A special committee of the UN General Assembly condemned North Korea and Myanmar on Thursday for what it said were widespread human rights violations in the two Asian countries. The 192-nation General Assembly's Third Committee, which focuses on human rights issues, approved a non-binding resolution on North Korea 97-19 with 65 abstentions.
A similar resolution on Myanmar, formerly known as Burma, passed 92-26 with 65 abstentions. The North Korea resolution voiced "very serious concern" at what it said were persistent reports of "systematic, widespread and grave violations of civil, political, economic, social and cultural rights."
Among Pyongyang's violations, the resolution said, are torture, inhuman conditions of detention, public executions, collective punishment and "the existence of a large number of prison camps and the extensive use of forced labour." North Korea's deputy UN ambassador, Pak Tok Hun, dismissed the resolution as a political attack by its enemies.
"The draft resolution is nothing more than a document of political conspiracy of the hostile forces to ... deny and obliterate the state and social system of the Democratic People's Republic of Korea," he told the committee.

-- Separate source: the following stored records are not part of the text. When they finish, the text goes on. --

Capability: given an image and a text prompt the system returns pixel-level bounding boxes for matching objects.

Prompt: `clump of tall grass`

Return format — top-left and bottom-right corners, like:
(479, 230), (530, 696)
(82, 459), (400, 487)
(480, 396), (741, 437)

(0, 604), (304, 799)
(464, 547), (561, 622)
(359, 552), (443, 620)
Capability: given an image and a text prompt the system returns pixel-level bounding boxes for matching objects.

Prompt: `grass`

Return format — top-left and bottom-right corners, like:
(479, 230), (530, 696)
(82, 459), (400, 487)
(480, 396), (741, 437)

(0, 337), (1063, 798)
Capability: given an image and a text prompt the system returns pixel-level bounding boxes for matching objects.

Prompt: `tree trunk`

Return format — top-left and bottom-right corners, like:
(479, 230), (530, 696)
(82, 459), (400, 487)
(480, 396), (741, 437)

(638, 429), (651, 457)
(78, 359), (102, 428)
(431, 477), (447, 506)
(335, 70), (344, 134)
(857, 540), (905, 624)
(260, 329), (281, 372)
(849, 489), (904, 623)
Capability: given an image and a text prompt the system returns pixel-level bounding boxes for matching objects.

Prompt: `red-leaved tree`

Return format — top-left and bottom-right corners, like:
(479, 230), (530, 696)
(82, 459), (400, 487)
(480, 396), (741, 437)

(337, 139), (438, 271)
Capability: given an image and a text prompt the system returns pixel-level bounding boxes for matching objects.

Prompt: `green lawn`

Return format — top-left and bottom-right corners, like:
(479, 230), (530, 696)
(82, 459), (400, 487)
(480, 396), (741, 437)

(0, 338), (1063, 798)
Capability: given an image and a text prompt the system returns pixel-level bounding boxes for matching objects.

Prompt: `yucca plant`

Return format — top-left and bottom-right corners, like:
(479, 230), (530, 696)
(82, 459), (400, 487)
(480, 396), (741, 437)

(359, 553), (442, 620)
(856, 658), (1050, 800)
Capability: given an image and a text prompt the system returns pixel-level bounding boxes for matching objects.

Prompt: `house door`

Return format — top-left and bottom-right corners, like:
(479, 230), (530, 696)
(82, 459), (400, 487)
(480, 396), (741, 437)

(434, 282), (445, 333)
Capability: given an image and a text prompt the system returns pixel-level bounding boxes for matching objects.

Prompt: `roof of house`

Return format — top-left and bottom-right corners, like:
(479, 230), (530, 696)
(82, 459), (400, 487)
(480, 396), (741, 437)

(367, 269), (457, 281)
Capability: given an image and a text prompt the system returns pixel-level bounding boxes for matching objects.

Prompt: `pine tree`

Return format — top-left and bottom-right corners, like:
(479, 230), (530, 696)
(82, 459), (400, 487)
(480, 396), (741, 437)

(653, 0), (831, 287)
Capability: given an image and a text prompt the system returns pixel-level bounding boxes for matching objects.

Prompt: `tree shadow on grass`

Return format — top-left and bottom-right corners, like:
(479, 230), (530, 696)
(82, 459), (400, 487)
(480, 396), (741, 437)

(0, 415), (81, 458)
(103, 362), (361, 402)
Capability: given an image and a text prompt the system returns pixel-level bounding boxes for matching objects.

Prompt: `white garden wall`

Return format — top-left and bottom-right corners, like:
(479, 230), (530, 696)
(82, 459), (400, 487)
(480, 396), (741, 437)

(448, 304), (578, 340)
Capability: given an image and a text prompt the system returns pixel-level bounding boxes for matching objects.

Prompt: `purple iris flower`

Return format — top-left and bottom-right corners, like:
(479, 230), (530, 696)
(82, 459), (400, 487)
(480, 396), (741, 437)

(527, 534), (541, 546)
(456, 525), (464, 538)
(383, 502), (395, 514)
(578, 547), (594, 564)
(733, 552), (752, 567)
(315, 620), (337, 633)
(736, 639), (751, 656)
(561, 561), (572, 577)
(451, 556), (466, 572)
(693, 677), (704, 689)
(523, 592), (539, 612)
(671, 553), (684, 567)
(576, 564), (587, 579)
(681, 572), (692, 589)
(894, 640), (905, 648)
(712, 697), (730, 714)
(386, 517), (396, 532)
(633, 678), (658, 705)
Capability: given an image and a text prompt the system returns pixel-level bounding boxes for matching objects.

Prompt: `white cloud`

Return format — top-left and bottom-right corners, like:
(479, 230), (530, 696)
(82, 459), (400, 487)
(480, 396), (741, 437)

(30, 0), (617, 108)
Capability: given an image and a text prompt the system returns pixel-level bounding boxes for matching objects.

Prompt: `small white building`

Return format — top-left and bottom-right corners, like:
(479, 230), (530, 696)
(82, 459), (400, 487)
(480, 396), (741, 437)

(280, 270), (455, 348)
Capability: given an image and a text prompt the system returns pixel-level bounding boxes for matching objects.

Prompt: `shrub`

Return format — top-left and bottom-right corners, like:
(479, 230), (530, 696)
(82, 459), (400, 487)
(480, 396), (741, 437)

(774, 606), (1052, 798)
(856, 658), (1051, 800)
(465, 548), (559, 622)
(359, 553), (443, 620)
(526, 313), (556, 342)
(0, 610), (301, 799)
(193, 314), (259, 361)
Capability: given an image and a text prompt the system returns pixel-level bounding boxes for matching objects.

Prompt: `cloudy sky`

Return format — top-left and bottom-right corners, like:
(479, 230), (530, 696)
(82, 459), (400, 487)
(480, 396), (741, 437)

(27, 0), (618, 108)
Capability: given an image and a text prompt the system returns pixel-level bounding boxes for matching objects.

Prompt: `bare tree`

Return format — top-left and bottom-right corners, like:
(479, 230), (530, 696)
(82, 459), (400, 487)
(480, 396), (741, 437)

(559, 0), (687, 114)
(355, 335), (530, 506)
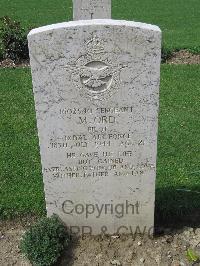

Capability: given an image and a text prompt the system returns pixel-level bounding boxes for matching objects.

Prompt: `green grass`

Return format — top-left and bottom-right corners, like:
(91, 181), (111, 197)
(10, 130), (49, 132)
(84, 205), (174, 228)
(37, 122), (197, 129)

(0, 65), (200, 225)
(0, 68), (45, 218)
(0, 0), (200, 51)
(156, 65), (200, 225)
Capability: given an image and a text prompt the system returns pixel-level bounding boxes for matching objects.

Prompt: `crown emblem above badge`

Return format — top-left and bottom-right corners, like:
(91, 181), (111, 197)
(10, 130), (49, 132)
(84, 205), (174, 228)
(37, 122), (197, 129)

(86, 35), (104, 54)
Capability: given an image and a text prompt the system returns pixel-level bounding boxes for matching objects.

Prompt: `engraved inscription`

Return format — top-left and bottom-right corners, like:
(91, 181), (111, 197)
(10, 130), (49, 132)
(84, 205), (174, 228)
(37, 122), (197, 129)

(45, 104), (156, 181)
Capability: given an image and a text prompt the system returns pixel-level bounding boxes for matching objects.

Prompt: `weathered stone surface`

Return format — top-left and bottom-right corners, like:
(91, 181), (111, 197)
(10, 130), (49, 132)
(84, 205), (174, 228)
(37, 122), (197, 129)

(28, 19), (161, 234)
(73, 0), (111, 20)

Among the sponsors of the North Korea resolution were the European Union, the United States, Japan and South Korea.
Envoys from developing nations that rights groups have also accused of having poor human rights records - including China, Russia, Libya, Sudan, Syria, Egypt and Zimbabwe - told the committee that they generally reject such resolutions because they oppose singling out specific countries. Assembly condemnations of the human rights situation in North Korea, Myanmar and Iran have become an annual ritual in recent years.
Myanmar's UN envoy Than Swe rejected the resolution on his country, which said the assembly "strongly condemns the ongoing systematic violations of human rights and fundamental freedoms of the people of Myanmar." It also voiced "grave concern" at the recent trial and sentencing to further house arrest of Myanmar's opposition leader, Nobel Peace Prize laureate Aung San Suu Kyi, and urged the military junta to release her and all other political prisoners.

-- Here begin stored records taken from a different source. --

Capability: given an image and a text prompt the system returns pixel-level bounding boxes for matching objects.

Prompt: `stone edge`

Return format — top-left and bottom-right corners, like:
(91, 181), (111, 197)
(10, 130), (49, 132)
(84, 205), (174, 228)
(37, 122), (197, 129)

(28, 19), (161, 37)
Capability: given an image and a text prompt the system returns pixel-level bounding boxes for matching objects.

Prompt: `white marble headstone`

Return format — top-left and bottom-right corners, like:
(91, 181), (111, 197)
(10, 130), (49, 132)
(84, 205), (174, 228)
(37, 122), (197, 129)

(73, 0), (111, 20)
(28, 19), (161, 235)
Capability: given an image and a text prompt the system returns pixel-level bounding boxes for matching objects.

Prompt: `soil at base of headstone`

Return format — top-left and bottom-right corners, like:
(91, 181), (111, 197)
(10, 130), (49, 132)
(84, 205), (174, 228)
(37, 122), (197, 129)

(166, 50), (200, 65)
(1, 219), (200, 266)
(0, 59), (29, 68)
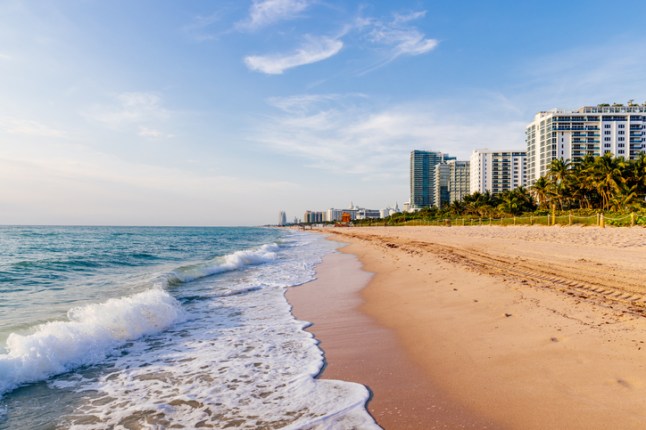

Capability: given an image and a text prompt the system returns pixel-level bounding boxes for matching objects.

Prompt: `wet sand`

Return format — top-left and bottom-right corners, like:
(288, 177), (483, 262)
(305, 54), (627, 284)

(287, 250), (495, 429)
(288, 226), (646, 429)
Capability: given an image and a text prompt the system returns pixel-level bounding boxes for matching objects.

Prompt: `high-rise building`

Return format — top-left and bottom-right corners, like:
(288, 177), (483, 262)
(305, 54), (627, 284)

(526, 104), (646, 183)
(278, 211), (287, 226)
(447, 160), (470, 204)
(433, 163), (450, 209)
(409, 150), (455, 208)
(470, 149), (527, 194)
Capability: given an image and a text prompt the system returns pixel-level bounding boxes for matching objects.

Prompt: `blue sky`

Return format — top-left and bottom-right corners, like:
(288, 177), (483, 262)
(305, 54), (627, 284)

(2, 0), (646, 225)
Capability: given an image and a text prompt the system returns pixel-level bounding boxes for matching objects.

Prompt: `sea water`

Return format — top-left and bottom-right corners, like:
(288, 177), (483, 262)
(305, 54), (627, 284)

(0, 226), (378, 429)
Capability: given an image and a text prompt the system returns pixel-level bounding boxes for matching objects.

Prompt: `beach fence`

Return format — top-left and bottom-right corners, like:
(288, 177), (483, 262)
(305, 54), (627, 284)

(359, 212), (646, 228)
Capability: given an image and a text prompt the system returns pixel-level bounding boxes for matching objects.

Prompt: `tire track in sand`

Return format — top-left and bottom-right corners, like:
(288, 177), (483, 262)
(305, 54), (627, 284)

(331, 230), (646, 318)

The resolution also called on Myanmar's military rulers to pass the necessary electoral legislation and take further steps to ensure that next year's general election is not rigged but "free, fair, transparent and inclusive." Than Swe said the resolution is "glaringly deficient" and little more than "another means to maintain pressure on Myanmar in tandem with sanctions."
British Ambassador Mark Lyall Grant said the resolution "sets out the action Burma's military rulers must take if planned elections are to have any international credibility." The Third Committee, which includes all members of the General Assembly, is scheduled to debate a resolution condemning Iran on Friday. A special General Assembly session next month is expected to formally adopt all recently approved committee resolutions.